The panellists highlighted the importance of awareness training for staff so that they would practise the principle of “see something, say something” and know how to react to unusual behaviour in their peers, and carrying out training and drills in skills like CPR. Other measures include paying attention to advice from intelligence sources and developing a robust information network – at present, there is still a lack of investment in forward-looking intelligence by Asian companies.
Countering the ISIS narrative
On ways to counter ISIS, the panellists felt that it would be a good idea to counter its narrative, though this would be tough given the wide range of reasons driving the individuals who respond to its call.
Mr Wimmer added: “Authorities do need help from corporations. Corporations and their access to resources, technology and know-how are able to address some of the gaps, better and faster than authorities.
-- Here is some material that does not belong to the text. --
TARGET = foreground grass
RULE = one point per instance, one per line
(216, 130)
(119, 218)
This is an opportunity for Asian corporations to contribute to public safety.”
Mr Brandt noted that there are some “common sense” practices, like not putting terrorist suspects with other prisoners at large to prevent the latter’s radicalisation. However, isolating radicals effectively, together with tightening access to weapons, continue to be an issue in many countries.
“I think there’s a lot of great work being done in Southeast Asia to de-radicalise individuals – we just have to keep plugging away, one individual at a time,” Ms Surve said.